Fasten your seatbelt. Whether sitting passenger side in a vintage Cadillac or squeezed into a rickety bus, there’s only one way to travel in Texas. The Texan road will not only take you from electric cities to dusty national parks, but will offer you beautiful views of diverse landscapes and hidden treasures along the way. Come with Black Tomato as we drive you through Texas’ best roads, no licence required…
You couldn’t complete a road trip through Texas, or America even, without cruising down the infamous Mothe Road. The road’s Texan territory doesn’t just serve up hot skies and distant mountains, however. Cadillac Ranch, an art installation created in 1979 by a group of avant-garde artists, sits roadside in Amarillo. Ten Cadillacs from different years are buried nose-deep, halfway into the ground at an angle corresponding to Egypt’s Great Pyramid of Giza. Now that they’ve lost their original colour, visitors contribute to the installation by spray painting the cars. Alternative Texas at its best.
South Congress Avenue
Otherwise known as SoCo, this downtown district in the very cool capital of Austin is bursting at the seams with creativity. The home of southern bohemia, here you’ll stumble across artisan shops, authentic drinking holes and a myriad of eateries from successful food trucks catered by the hottest chefs to homely, hippy diners. On the first Thursday of every month, a block party is held as shops stay open later, and bars and restaurants have special offers. An essential stop over on any road trip.

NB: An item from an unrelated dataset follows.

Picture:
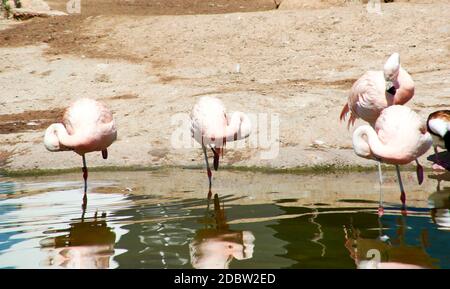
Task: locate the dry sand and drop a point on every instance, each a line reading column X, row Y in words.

Highway 90 to South Highland Avenue
On Highway 90, 25 miles outside of the town of Marfa, you’ll see the wild desert landscape around you interrupted by a small, slick Prada store. Ok, so it’s not exactly a store. This art installation by the Berlin artists Michael Elmgreen and Ingar Dragset is a store-size sculpture with minimalist white stucco walls and windows displaying real Prada shoes and handbags from the fall collection. There’s no working door though, and these bags are bottomless with all items hiding security systems that alert authorities if the items are removed (not that we’d expect you to try and nab a freebie of course).
Highway 118 and Dark Sky Drive
Take a twisty mountain drive up Highway 118 for a breathtaking 39 miles of leafy, exotic space that will eventually land you at McDonald Observatory. Submerged in the Texas countryside, the Observatory is situated close to Fort Davis, 439 miles west of Austin. Offering spectacular views of the surrounding Texan landscape, try to hang around until sundown to make the most of the fantastic star gazing opportunities here.